Norbert Lechner escribió alguna vez que podía entenderse “la democracia como la institucionalización de los conflictos”. O, lo que es lo mismo, debemos evitar que la política se traslade a las calles.
Quizá el fenómeno principal que se vive en la región es la forma en que la entendemos y lo que esperamos de ella. Muchos gobiernos, a pesar de su legitimidad formal, transgreden la institucionalidad democrática a través de mecanismos que, sin quebrar la legalidad, le ponen cortapisas, como la suspensión de tribunales constitucionales, la cooptación del poder judicial, la limitación de la libertad de expresión o, recientemente, el deseo de modificaciones constitucionales no en procura de profundizar las garantías democráticas o la redistribución del poder sino para legitimar el continuismo a través de la reelección (y en esto no hay contenido ideológico que valga porque lo mismo Menem que Uribe, Morales que Chávez).
Todo ello ha tensionado sobremanera el sistema democrático y requiere no sólo una respuesta integral sino salidas imaginativas porque hay riesgos que van más allá de la coyuntura. Como se sabe desde hace varios años, menos de la mitad de los latinoamericanos están dispuestos a defender la democracia por razones éticas.
Y no es casualidad que esta disyuntiva estalle precisamente en Centroamérica, la zona más frágil de la región. Tampoco que los antecedentes al conflicto hondureño hayan sido la acusación de asesinato a otro presidente centroamericano, el de Guatemala; y el autoritarismo bananero de Daniel Ortega en Nicaragua.
En una lectura simple y correcta no hay duda que se debe repudiar el golpe de Estado, sin ambages y unánimemente. Sólo una digresión sobre este punto: lo decidido por Barack Obama en su momento ayudó mucho a que haya una posición monolítica de todos los países y organismos internacionales, pero EEUU también tuvo sus dudas al principio, y por horas se mostró menos confrontacional con los golpistas. Si queremos ver el medio vaso lleno, este es el dato más importante de lo ocurrido, y el que más nos concierne.
Ahora bien, si hacemos una lectura más compleja no hubo uno, sino tres golpes de Estado en Guatemala (tomo esta idea prestada de M Á. Bastenier: “El domingo estaba convocado un triple golpe: del presidente por querer que hubiera consulta; del Ejército por derrocar al jefe del Estado, y del Congreso por elegir a su presidente, Roberto Micheletti, como sucesor de Zelaya en un interinato hasta las presidenciales”).

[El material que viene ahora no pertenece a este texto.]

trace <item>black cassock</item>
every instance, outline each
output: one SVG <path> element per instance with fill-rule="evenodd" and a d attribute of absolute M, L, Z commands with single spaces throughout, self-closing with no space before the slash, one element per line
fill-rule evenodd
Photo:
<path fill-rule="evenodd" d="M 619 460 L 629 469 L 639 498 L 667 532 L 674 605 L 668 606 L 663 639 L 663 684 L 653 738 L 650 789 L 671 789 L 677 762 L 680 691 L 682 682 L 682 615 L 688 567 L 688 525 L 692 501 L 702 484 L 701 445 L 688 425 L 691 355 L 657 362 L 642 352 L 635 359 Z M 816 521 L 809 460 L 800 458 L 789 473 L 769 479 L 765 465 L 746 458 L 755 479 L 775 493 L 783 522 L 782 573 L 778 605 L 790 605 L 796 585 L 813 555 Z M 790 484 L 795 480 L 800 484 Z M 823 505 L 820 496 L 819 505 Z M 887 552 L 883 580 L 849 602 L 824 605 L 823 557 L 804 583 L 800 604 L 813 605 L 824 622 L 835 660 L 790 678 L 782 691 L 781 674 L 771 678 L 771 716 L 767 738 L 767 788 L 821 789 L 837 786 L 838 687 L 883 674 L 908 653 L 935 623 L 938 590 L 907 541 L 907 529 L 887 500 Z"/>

Hagamos una lectura u otra, se ha llegado a un punto del que difícilmente se puede salir indemne, o mejor, como se dice en algunos países de éste nuestro lugar en el mundo, nos han dado a elegir entre el moco y la baba.
Honduras es una sociedad que posee un establishment primario, conservador y provinciano que fue sometida a debatir las sutilezas del modelo bolivariano extraído por arte de birlibirloque del sombrero de Manuel Zelaya, y estalló en mil pedazos. El miedo de la élite generó un temeroso y abroquelado respaldo a Roberto Micheletti, y, como es natural, la polarización de otros sectores que se le oponen y que tarde o temprano saldrán a enfrentarse en la calle, lo cual puede producir tanto dolor a los hondureños, como el ya sufrido en las últimas décadas.
Por ello, la convocatoria a elecciones anticipadas (como se hizo en su momento en gran parte de Latinoamérica, desde la Bolivia de Siles Suazo a la Argentina de Alfonsín) podría permitir una salida que evitaría que uno u otro de los caudillos enfrentados salga indemne y más bien protegería esa institucionalidad democrática hoy resquebrajada.